In the alternating group $A_4$ for the subgroup of $H\le A_4$ find all of its left and right cosets where $$H=\{\text{Id},(1,2,3),(1,3,2)\}.$$
We have by Lagrange's theorem that $$|A_4:H|=\frac{|A_4|}{|H|}=\frac{24/2}{3}=4$$ which means that $H$ has $4$ left and $4$ right cosets.
By definition a left coset of $H$ in $A_4$ determined by $x\in A_4$ is the set $\{xh:h\in H\}$.

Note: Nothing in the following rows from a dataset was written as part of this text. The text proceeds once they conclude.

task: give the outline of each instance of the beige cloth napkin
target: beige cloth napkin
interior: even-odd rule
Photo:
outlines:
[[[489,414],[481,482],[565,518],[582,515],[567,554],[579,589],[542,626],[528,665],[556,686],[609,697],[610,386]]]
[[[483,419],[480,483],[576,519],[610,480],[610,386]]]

So, the left cosets will be $x\text{Id},x(1,2,3),x(1,3,2)$, right?
How can I find the $4$th coset?
First note that $$A_4=\{\text{Id},(1,2,3),(1,3,2),(2,4,3),(2,3,4),(1,2)(3,4),(1,2,4),(1,3,4),(1,3)(2,4),(1,4,2),(1,4,3),(1,4)(2,3)\}$$ We have, \begin{align} (1,2)(3,4)\cdot(1,2,3)=(2,4,3)\\ (1,3)(2,4)\cdot(1,2,3)=(1,4,2)\\ (1,4)(2,3)\cdot(1,2,3)=(1,3,4) \end{align} and \begin{align} (1,2)(3,4)\cdot(1,3,2)=(1,4,3)\\ (1,3)(2,4)\cdot(1,3,2)=(2,3,4)\\ (1,4)(2,3)\cdot(1,3,2)=(1,2,4) \end{align} So the left cosets of $H$ are $\text{Id}H,(1,2)(3,4)H,(1,3)(2,4)H,(1,4)(2,3)H$.
We have to repeat the above calculations for $Hx$ (right coset).